Will Gompertz is the Art Director of the BBC and was the Communications Director of the Tate Gallery for six years.

In 2013, he published "What Are You Looking At? 150 Years of Modern Art," one of my favorite books. This book changed the way I see art and artists.

The author encourages to go further: "It's not deciding whether a work is good or bad, but understanding in what way and why it fits into the history of modern art. Art is like a game. All you need to know are the basic rules so that the previously bewildered begin to understand something."

Throughout the book, he explains the reasons behind movements, artists, and their works in a different and highly entertaining way (you learn a lot!).

One comes to the conclusion that it is as important what surrounds the artist (his influences, at all levels: artistic, political, social and technological), as his own personal vision.

In his book "Think like an artist" (published recently, in November 2015) he develops this very interesting topic of personal vision.

In it he encourages the development of creativity, based on the premise that "human beings are born with the capacity to be creative and that we also have the need to express ourselves. The only decisions we have to make are what we want to say and through which medium.

Our unique vision of things motivates the choices we make, differentiating our work from anyone else's. Our point of view is our signature.

The individual peculiarities, often interpreted by society as weaknesses, become a strength when we create. They are defining traits that give us a unique filter when we look at the world and when the world looks at us.

No one else could make those connections in the same way: what we conceive is uniquely ours.

If we observe the early work of any artist, we will discover an imitator in search of their own voice.

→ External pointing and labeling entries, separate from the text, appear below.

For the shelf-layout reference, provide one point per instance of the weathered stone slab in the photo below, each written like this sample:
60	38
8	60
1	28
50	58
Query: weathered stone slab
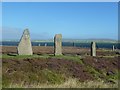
58	44
24	46
93	49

It's not about where you get things from, but where you take them to (Jean-Luc Godard)."

There are two artists who impressed me a lot when I saw them in a video while reading "What Are You Looking At?".

They conveyed to me truth and heart in what they were doing:

Marina Abramovic. Performance. "The artist is present" (2010)

"In the work Marina Abramovic remained seated in a wooden chair at a small table in the middle of MoMA's enormous lobby. She committed to sitting in the chair for the museum's entire seven and a half hour opening hours, without moving or taking breaks. Visitors, if they wished, could sit in the empty chair facing her and thus consider themselves an integral part of the artwork."

Jackson Pollock. Abstract Expressionism. "Pollock 51" (by Hans Namuth, 1951)

Hans Namuth photographed and filmed Jackson Pollock while he worked in his studio: "Enormous canvases splattered with paint. There was no trace of brush or brushstroke because there couldn't be. Pollock had spread the canvas on the floor and thrown household paint onto it, striking and letting it drip. He attacked the surface from all sides: walking in the middle, stopping; all of it was part of the painting. He manipulated the fresh paint with spatulas, knives, sticks; he added sand, pieces of glass, cigarette butts. However, the work emanates a surprising sense of coherence and rhythm, despite the speed at which Pollock painted. It's not anarchic, it's improvised. The size of the canvases (his work Mural measures two and a half by six meters) makes you feel like you're witnessing an event."